I like them all, Bob.


----------



## gunrunnerjohn (Nov 10, 2010)

Boy, now there's a RR that couldn't make up their mind on the paint scheme! You can get a lot of variety with only one road name, that's pretty neat.  PRR is pretty dull by comparison, I have a lot of dark green and tuscan locomotives and rolling stock.


----------



## Guest (Feb 23, 2019)

That is pretty cool, Bob. You can run only one railroad and still have lots of variety. 

To the best of my knowledge the Union Pacific is at the other end of the spectrum having only one paint scheme for diesels if you don't count the heritage engines. I'm not a UP fan so there may have been an oddball diesel but I've only seen UP diesels in their yellow, gray, silver paint.


----------



## Guest (Feb 24, 2019)

The Black Diamond was another Lehigh Valley paint scheme and one of my favorites.

Emile

View attachment 486692


----------



## Guest (Feb 24, 2019)

Terrific photo, Emile.


----------



## laz57 (Sep 19, 2015)

Way to go EMILE!!! Those colors remind me of my college alma mater, Mansfield State College here in Pa.:smilie_daumenpos:


----------



## Lee Willis (Jan 1, 2014)

Interesting. Very interesting. Thank you for posting these photos. They are very clear and I really like comparing the paint schemes and all. 

And I love that Black Diamond - had to add that to my list of locos and need to have. Lovely!


----------



## Big Ed (Jun 16, 2009)

Didn't LV have a Blue/yellow paint scheme on a few of their diesels too?
Or was it blueish gray and yellow?


----------



## Lehigh74 (Sep 25, 2015)

Big Ed said:


> Didn't LV have a Blue/yellow paint scheme on a few of their diesels too?
> Or was it blueish gray and yellow?


Sounds like the yellow jacket paint scheme used on Alco C420s.


----------



## cole226 (Feb 8, 2013)

The Lehigh Valley John Wilkes in Allentown, Pa. around 1940


----------



## Spence (Oct 15, 2015)

Cole; that is a sharp looking train. :thumbsup:


----------



## Lehigh74 (Sep 25, 2015)

In the two years since I posted this, I added a snowbird C628 dummy, an RS-11 and a wide yellow stripe GP9 to my LV diesel roster for a total of seven. No two of the seven have the exact same paint although a few are close. The dummy C628 has a larger flag than the powered unit and the Cornel red RS-11 has different letter size than the Cornel red GP38. GP9 301 had four different paint schemes in it’s 17 years at LV.


----------



## Krieglok (Sep 7, 2013)

Bob, I confused you with Pete on another post. My apologies to both of you.

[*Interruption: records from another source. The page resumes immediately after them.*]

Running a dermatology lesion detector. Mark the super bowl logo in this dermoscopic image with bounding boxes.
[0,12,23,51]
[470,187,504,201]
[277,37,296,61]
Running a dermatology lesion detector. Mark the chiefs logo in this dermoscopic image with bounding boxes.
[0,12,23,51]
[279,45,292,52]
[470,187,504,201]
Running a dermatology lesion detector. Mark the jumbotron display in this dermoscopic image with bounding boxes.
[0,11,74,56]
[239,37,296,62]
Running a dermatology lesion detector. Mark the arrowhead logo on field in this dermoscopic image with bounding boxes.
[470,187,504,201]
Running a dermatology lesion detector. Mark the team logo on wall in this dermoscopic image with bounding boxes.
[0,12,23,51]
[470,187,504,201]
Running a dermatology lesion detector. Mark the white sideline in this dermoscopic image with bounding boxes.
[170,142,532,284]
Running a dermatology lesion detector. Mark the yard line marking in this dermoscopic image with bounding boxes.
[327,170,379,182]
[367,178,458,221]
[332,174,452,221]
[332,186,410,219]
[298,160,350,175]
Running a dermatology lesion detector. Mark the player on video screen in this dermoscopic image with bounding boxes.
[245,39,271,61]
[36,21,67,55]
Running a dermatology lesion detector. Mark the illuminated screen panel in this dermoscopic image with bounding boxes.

Anyway, were you looking for the MTH LV GP9 #300? I found a dealer who has one in stock. It is the Premier PS3, 20-20865-1


----------



## Lehigh74 (Sep 25, 2015)

Thanks for thinking of me Tom, but I wasn’t looking for the 300. It would be kind of neat to have both the LV GP9s, but since I have a GP38 with the same scheme and an RS11 that’s very close, I don’t think I’ll go for it. If I find a yellow jacket C420 or a switcher with black stripes I might pick it up.


----------